O başardı. Ama coşku uzun sürmez, Alsaneas'ta konuşacak çok şey var. Kardeşler, annesi Rasha ve Rajaa ile buluşuyor. Ağabeyi Ahmad, “Gerçekten yayınlanma riskini almak istiyor musunuz? Henüz evli değilsiniz - ve biliyorsunuz: toplumumuz hiçbir şeyi unutmuyor ve hiçbir şeyi affetmiyor” diyor. Rajaa istiyor. “Suudi Arabistan'da yasalarımız var” diyor. Lübnan’daki bir kitap tahliyesi için hapse girmeyeceksiniz. "

Rajaa'nın bakışları, Jamal ve Mashael'in fotoğrafından sarkan oturma odasında dolaşıyor. "Dürüst olmak gerekirse: Şimdi doğru adamı bulmak benim için çok daha kolay!" Yazdıklarıyla gurur duyan birini istiyor.
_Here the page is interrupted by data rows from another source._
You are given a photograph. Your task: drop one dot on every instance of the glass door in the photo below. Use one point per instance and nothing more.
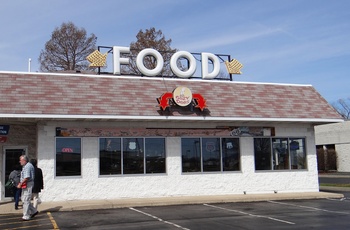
(12, 155)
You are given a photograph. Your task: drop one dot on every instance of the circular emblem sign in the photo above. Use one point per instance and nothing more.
(182, 96)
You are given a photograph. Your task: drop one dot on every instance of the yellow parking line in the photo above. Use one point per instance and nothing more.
(53, 222)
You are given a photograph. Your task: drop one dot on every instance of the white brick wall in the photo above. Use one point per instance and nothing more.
(339, 135)
(92, 186)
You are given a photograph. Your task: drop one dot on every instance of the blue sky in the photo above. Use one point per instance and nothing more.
(279, 41)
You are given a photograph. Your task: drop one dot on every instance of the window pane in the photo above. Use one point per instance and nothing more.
(68, 156)
(230, 154)
(110, 156)
(155, 155)
(133, 156)
(191, 155)
(297, 153)
(280, 153)
(211, 154)
(262, 153)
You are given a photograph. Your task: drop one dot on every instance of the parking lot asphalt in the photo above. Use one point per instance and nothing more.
(325, 192)
(73, 205)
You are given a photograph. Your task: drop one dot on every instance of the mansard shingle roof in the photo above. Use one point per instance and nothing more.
(78, 94)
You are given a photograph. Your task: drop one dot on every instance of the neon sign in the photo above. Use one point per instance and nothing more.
(206, 57)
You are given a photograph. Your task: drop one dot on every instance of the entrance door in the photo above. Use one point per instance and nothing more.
(12, 155)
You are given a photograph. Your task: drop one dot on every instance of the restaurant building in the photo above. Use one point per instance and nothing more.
(111, 137)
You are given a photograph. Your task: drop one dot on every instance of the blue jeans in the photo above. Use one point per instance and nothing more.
(16, 195)
(26, 197)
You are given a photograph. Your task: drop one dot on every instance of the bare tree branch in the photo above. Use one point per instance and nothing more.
(67, 49)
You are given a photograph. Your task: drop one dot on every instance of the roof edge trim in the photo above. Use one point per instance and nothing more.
(169, 118)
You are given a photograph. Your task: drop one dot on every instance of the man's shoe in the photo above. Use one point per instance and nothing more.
(34, 214)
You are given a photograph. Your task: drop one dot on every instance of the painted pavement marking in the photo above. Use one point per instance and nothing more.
(308, 207)
(159, 219)
(249, 214)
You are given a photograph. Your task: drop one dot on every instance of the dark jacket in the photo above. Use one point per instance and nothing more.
(15, 175)
(38, 180)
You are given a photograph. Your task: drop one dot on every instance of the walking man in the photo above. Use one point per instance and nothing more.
(27, 183)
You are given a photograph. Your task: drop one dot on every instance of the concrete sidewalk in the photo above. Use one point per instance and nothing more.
(8, 207)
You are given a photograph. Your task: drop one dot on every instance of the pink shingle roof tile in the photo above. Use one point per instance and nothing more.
(70, 94)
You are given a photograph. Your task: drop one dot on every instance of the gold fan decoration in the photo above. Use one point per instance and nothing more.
(234, 66)
(97, 59)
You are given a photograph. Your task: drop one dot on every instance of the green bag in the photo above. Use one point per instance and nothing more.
(9, 184)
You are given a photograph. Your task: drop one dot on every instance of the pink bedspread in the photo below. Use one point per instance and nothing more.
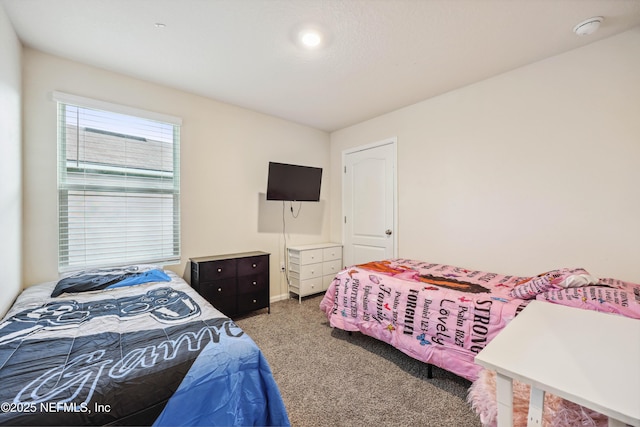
(440, 314)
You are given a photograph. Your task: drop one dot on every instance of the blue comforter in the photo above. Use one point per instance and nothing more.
(154, 353)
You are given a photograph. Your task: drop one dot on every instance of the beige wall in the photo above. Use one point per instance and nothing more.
(10, 164)
(531, 170)
(225, 152)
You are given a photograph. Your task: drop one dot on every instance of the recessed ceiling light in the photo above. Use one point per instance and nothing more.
(310, 38)
(588, 26)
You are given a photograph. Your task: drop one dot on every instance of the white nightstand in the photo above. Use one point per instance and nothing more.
(311, 268)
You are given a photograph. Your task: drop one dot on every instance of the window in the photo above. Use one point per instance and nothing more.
(118, 185)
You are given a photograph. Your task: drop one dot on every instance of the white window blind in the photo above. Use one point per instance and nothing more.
(118, 185)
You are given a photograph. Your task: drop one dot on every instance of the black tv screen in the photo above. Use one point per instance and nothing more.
(293, 182)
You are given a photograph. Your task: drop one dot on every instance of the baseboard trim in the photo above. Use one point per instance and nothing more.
(280, 297)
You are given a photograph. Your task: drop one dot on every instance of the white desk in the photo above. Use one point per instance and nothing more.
(587, 357)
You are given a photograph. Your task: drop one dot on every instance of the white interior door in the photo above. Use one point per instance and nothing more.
(369, 203)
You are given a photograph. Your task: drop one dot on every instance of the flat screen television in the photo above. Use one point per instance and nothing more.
(293, 182)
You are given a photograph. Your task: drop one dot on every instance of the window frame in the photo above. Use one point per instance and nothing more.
(64, 186)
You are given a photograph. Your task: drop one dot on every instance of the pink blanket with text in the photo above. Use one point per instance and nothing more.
(441, 314)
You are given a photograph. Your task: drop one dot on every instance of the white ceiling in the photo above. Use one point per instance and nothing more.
(381, 55)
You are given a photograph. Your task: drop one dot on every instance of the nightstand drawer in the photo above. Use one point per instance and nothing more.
(233, 283)
(310, 271)
(311, 286)
(333, 253)
(331, 267)
(216, 270)
(249, 284)
(311, 257)
(253, 265)
(225, 288)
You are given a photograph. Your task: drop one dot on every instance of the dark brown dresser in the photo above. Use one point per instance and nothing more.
(233, 283)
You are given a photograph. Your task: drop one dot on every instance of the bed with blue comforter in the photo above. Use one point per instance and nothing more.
(130, 346)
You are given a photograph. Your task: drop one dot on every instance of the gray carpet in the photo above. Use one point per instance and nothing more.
(330, 378)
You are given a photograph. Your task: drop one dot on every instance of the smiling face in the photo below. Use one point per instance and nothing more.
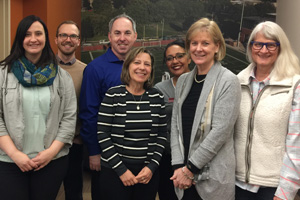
(264, 58)
(202, 49)
(34, 41)
(67, 46)
(179, 64)
(121, 37)
(140, 69)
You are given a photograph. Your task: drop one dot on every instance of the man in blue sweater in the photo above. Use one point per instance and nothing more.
(99, 75)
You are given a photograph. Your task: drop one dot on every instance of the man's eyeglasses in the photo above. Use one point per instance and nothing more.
(271, 46)
(64, 36)
(178, 56)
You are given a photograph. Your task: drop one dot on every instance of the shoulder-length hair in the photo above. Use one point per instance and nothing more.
(17, 50)
(211, 27)
(287, 63)
(125, 76)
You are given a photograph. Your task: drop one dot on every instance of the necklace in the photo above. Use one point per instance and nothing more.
(138, 103)
(197, 80)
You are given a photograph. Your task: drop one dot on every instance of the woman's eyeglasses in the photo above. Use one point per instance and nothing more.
(178, 56)
(271, 46)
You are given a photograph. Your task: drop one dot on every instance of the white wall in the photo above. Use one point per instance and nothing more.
(288, 17)
(4, 28)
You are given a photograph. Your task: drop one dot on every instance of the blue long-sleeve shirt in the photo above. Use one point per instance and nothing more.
(101, 74)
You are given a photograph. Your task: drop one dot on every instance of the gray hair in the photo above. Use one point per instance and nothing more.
(287, 63)
(111, 22)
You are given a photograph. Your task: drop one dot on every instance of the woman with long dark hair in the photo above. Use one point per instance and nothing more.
(37, 116)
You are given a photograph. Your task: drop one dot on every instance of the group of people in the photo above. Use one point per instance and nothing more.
(203, 134)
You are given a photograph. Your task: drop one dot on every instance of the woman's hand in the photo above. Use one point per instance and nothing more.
(144, 176)
(44, 157)
(128, 178)
(180, 180)
(23, 161)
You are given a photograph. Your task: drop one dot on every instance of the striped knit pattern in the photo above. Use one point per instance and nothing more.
(128, 135)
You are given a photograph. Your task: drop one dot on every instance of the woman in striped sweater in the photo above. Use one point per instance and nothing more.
(132, 132)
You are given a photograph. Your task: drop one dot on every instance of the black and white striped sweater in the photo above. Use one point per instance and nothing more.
(128, 135)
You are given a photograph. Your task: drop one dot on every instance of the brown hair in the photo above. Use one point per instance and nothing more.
(125, 76)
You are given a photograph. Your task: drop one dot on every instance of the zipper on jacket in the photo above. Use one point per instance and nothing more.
(250, 132)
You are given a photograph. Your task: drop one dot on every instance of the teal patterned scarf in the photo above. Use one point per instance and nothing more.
(29, 75)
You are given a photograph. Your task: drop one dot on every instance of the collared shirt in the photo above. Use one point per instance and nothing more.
(71, 62)
(99, 75)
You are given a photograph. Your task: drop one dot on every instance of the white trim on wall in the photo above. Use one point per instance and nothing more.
(4, 28)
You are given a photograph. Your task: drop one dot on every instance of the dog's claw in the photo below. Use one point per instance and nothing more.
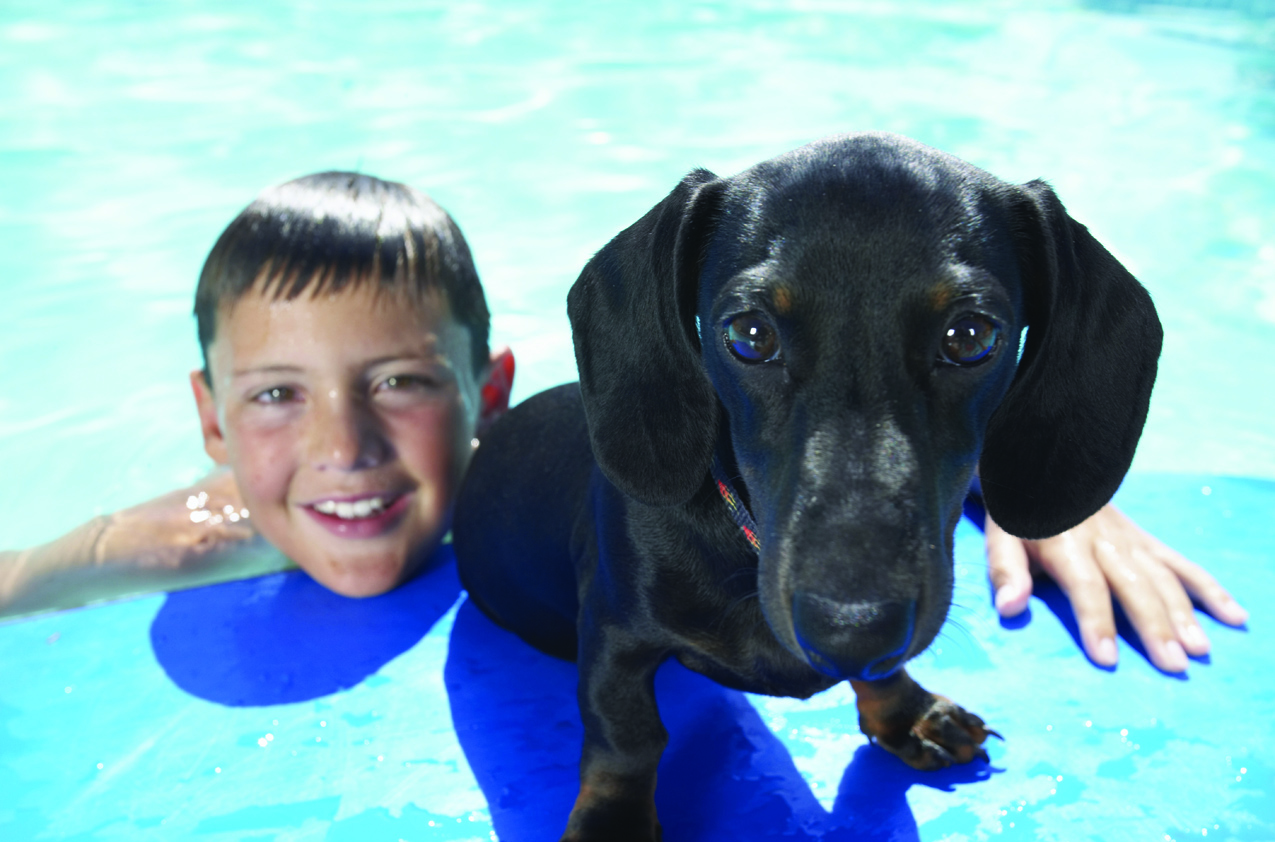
(928, 731)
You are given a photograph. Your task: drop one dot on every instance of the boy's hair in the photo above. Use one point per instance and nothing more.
(329, 231)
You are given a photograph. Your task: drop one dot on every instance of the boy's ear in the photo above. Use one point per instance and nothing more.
(214, 442)
(496, 388)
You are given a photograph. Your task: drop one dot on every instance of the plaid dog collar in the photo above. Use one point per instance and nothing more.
(738, 512)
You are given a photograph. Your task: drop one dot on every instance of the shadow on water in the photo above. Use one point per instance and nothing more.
(723, 776)
(286, 638)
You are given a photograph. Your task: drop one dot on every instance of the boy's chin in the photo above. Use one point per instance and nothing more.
(357, 579)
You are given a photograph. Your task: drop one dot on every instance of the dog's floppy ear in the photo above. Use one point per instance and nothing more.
(1060, 443)
(652, 411)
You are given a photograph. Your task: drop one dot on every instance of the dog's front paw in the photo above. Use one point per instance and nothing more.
(925, 730)
(945, 734)
(612, 818)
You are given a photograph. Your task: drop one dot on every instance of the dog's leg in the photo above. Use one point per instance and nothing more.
(622, 740)
(926, 731)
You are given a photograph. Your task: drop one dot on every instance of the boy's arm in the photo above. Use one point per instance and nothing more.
(184, 539)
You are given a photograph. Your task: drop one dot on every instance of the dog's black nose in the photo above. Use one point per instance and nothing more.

Kim onları destekliyor, teşvik ediyor ve motive ediyor. “Bu arada serbest bırakıldıktan sonra çok fazla evlilik teklifi aldım” diyor. Doğru kişi orada değildi.

Rajaa saate bakıyor, hızlı gitmesi gerekiyor, üniversitede bir hasta bekliyor. Başörtüsünü bağlar, kitaplarını sırt çantasına koyar ve dizüstü bilgisayarı cebine koyar. Bugün neredeyse bir saati var, ancak laptop yine de gelmek zorunda. Yaz aylarında, kitabı Penguin US tarafından yayınlanacak, Rajaa İngilizce çeviriyi düzenliyor, düzeltiyor ve onaylıyor. “Almanca konuşabilseydim, yapardım” diyor. Çünkü cezalarının yabancı dilde anlamlarının kaybolmasından korkuyor. Çünkü kitabının artık kitabı olmadığından korkuyor. Rajaa, mükemmeliyetçi. Ve işkolik Rajaa. Aşağı inmek, ders çalışmayı bırakmak, sadece yazmak - o istemiyor. “Yazmayı seviyorum, ama aynı zamanda beni temel alan bir işe de ihtiyacım var” diyor. Öğrenci Rajaa, en çok satan yazar Rajaa ve fotoğrafı - başörtüsü giyen, kameraya hafifçe gülümseyen olan - bir yıl boyunca Suudi medyasında geçti, bazı günlerde binlerce e-posta ve gazeteci vardı İngiltere'den ve Emirlikler'den Mısır, ABD ve Fas'tan neredeyse kavgasını kaybetti. Sadece güneş gözlüğü takmaya gittiği günler vardı - ve yine de tanınmıştı. Bu yüzden nevab'ı, sadece gözleri açan ve Rajaa'nın daha önce hiç giymediği yüzün peçesini çekti.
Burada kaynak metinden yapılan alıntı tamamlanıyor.